12 thoughts on “SOL #21: 20 minutes”

  1. Oh my I gosh, I don’t know why but I burst into tears reading this – especially the end. The way that you wrote it, the pace picks up, faster and faster, making me more and more anxious as your/our time was running out. I am fortunate enough to live in a place where our schools are small and teachers are mostly still allowed in and out to get what they need. I can’t imagine having 20 minutes to grab everything and go. (And it feels like a very appropriate analogy for the state of things in our country right now… the clock is ticking for our hospitals).

    Liked by 1 person

    1. Thank you Beth. I actually cried writing it!
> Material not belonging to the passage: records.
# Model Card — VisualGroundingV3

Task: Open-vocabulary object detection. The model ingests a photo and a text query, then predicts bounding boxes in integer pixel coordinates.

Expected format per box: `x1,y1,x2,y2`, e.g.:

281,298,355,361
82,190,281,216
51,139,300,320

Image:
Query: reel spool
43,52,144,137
It has been such an emotional time and it was overwhelming and I truly didn’t expect it. All of this is so unexpected and challenging. I’m thankful for this community to share with.

      Liked by 1 person

  2. I felt breathless as I read this slice, Peg.
    The idea of having just 20 minutes to make the perfect choices to help your students from afar. Goodness! I don’t know how you managed to do it. The picture books alone could have taken a few hours.
    This whole slice reminds me of the “what’s the one thing you’d save if there was a fire in your home?” It is nearly impossible to answer.
    The pacing in your writing was just-right. Your mixture of action, thinking, and dialogue could make this a mentor piece for anyone writing a slice of life story.

    Liked by 1 person

  3. I have only 30 minutes on Monday to get stuff from my classroom (though I’m hoping they’re not quite as strict about it as your school was). I’ve been thinking about what I need to make sure I grab, and I loved reading about what was on your list. I love the dialogue in your piece–it feels so real and is a nice lightener to the heavy topic (even if the guys at the front door didn’t appreciate your humor, I did!). That first line is getting to me right now. I’m so excited to be in my classroom, even if only for a few minutes. Definitely expecting to feel that “odd sense of happiness” myself.

    Liked by 1 person

  4. We have been on spring break this week, so we go into eLearning mode this week. I am sure the announcement is coming that we will not be able to go back in. Your post makes me realize I have time now to go get things. Hopefully, longer than 20 minutes!

    Liked by 1 person

  5. I appreciate your experience. My Friday was similar. The stuff is still in my trunk waiting for me to get my workspace set up. I brought a lot of books. It was sort of a if the building was on fire what would you grab moments

    Liked by 1 person

  6. We have a few hours on Monday.. I wonder if it will be broken into segments if assigned times. I think I will be getting books, books, books. And trying to organize the things left in the room to make it easier for our custodians when they do a “deep clean.”